Bolacha era Luciano do Valle, por anos os dois dividiram a preferência do telespectador brasileiro, o que tem o Bolacha?, perguntou, e saí contando uma cascata alucinada sobre a casa que ele tinha comprado em Porto de Galinhas, que estava rico pra cacete, tinha assinado um contrato que previa um salário faraônico com a Bandeirantes, e olha que só narra de domingo e jogo bom, mas é maior que o meu?, perguntou de novo, e eu não parava de falar, mencionei labradores e araras amazônicas, uma mansão em Vinhedo com lago e cachoeira, duas Mercedes blindadas e duas Ferrari amarelas, e quando falei do helicóptero, Galvão me interrompeu.
Helicóptero? Pois é, respondi fazendo pouco caso de seu assombro e dando um gole no Shiraz com notas de groselha e cerejas pretas. Helicóptero, continuei, e você com aquela fazenda mequetrefe em Londrina com duas vacas, três bodes e cinco galinhas, o cara tá rico demais, não sei quanto você ganha na Globo, mas o contrato do Bolacha, olha, hoje, aqui, ninguém boatava a mão no bolso…
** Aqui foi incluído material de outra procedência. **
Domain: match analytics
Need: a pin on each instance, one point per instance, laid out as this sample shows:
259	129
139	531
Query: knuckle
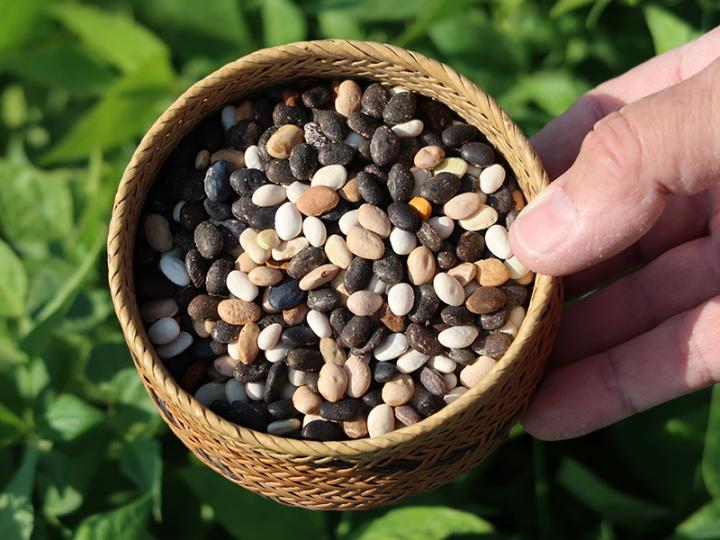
614	153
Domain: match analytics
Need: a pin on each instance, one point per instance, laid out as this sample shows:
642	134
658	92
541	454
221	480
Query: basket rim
123	294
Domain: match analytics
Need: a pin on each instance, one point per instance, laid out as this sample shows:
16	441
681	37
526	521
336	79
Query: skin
636	164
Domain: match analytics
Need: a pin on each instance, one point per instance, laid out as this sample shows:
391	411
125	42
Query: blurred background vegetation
83	455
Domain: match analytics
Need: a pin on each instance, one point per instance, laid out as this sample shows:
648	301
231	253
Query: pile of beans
330	260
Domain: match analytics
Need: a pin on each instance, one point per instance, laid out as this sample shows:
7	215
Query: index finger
558	143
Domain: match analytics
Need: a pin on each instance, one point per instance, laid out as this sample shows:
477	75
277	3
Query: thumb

E então Galvão bateu na mesa e, entre indignado e desafiado, nem me deixou terminar a frase, ah, ele pagava a conta, é?, então essa conta aqui é minha, eu pago esta merda, vocês acham que ele ia pagar tudo isso?, e então olhei discretamente para os amigos que ouviam aquele diálogo em respeitoso espanto, notei neles certo alívio, chamei o garçom e pedi mais um Shiraz. Aquele com notas de cerejas pretas e groselha, acrescentei. Milani.
No jantar do pilotos, dividiram em 18.
Flavio, fala a verdade.
O vinho ficou muito mais saboroso depois que o Galvão resolveu pagar a conta….
Flavio, bom dia.
Acompanho seu blog e coluna desde os tempos do Lance (lá por 98…) e leio essa história desde que aconteceu e você contou a primeira vez..
Um primor de “causo” hiper divertido. E a narrativa é ótima… me faz visualizar cada detalhe…
Grande abraço.
Anderson
Muito bom
Ja tinha lido antes, mas essa historia é mais impagável que a conta, vale a pena ler, reler e ouvi-la, quantas vezes voce contar !!!
Sensacional. ..
Essa história é tão boa que pode continuar repetindo uma vez por ano, não vai cansar nunca, ainda mais com todas as nuances que coloca no texto, como a descrição dos vinhos. Impagável!
Sobre a foto, está sem Kimi porque precisava dar um sorriso!!
Ou tava de ressaca dormindo em algum canto.
MUAHAHAHA!!!
Já tido lido da outra vez, mas foi bom ler de novo.
Putz, “chamei o garçon e pedi mais um shiraz” foi de morrer de tanto rir. Sensacional demais. São histórias assim que tem no seu livro??? Se tiver, como faço para comprar????
Rolei de rir novamente!!
Uma das melhores histórias que já li aqui.
Em tempos de cunha e seus ladrões, nada como um texto desse pra relaxar,
É estou esperando o Boto 2 ou seja lá qual título vai ter um segundo livro seu, o cara é pequenino mas tem histórias que não acabam mais, espero que saia mais um livro e pela editora do Reginaldo Leme.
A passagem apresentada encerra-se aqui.